The UK’s National Health Service (NHS) reportedly has plans to transfer thousands of non-critical Covid-19 patients to care homes or hotels to free up beds for critical Covid-19 patients needing life-or-death care.
The NHS has come up with this “extra emergency contingency” plan to help curb the more contagious coronavirus variant as the health service is under immense pressure, with UK mortality figures due to Covid-19 crossing 81,960, the highest Covid-19 death toll in Europe, reported The Guardian.
Patients not showing any new coronavirus symptoms and have been in isolation for a fortnight will be sent to care homes, hotels or their own homes. However, many care homes warn against such an exercise, calling it a “grave mistake”.

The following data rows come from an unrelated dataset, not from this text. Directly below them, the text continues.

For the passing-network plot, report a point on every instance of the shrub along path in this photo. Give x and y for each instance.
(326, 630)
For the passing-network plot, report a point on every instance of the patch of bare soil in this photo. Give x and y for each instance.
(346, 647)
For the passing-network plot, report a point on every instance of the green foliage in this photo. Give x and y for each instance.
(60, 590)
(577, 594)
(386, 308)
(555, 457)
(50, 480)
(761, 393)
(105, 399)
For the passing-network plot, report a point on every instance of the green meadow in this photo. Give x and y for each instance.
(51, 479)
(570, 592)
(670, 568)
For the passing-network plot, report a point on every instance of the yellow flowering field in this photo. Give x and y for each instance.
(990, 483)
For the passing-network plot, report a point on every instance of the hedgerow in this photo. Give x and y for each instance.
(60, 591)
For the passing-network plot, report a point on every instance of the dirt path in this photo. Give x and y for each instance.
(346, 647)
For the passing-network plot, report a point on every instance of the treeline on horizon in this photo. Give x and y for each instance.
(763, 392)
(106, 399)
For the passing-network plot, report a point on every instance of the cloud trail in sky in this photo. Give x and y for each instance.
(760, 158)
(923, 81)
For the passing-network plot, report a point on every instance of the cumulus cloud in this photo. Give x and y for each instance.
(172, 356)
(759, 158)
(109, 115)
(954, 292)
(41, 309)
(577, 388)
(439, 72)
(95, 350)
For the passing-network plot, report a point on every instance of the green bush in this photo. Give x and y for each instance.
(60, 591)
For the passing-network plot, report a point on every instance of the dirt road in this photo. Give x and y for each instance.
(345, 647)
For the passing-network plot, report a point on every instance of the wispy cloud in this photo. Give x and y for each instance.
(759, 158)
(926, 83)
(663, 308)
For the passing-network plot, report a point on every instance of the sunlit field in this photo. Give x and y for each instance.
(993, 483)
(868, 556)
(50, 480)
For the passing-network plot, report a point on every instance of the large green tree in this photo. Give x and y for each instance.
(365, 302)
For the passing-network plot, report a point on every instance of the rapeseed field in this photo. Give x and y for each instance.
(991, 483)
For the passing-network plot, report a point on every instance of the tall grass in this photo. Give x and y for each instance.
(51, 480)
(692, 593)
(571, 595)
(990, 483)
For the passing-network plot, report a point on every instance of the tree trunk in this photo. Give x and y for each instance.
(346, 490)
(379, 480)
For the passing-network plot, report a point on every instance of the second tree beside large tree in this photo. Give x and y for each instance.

It is reported that many hospitals will also be sending non-critical coronavirus patients to hotels, under the “home and hotel” plan.
Under this plan, patients will receive help and care from the volunteering healthcare organisations such as British Red Cross, St John Ambulance, and medical personnel from the armed forces.
South London’s King’s College hospital stated that only those Covid-19 patients who have overcome the “acutely unwell” stage are being discharged to hotel care.
A spokesperson of King’s College hospital was quoted by the publication as saying: “To create capacity in the hospital to care for the high number of patients requiring admission, we have partnered with a local hotel to temporarily accommodate mainly homeless patients who are ready to safely leave hospital and will benefit from further support from community partners.”
A part of the London Hotel Group (LHG), Croydon’s Best Western hotel is reported to have already begun welcoming homeless Covid-19 -positive patients from King’s College hospital in south London.
Best Western stated that it can provide accommodation for 5,000 more non-critical patients, reported Daily Mail.
Speaking to Sky News, UK Health Secretary Matt Hancock said: “There are huge pressures on the NHS and we would only ever do that if it was clinically the right thing for somebody. In some cases, people need sit-down care; they don’t actually need to be in a hospital bed.”
British Prime Minister Boris Johnson pledged around-the-clock coronavirus vaccine programme as the country hastens inoculation efforts, especially to the vulnerable.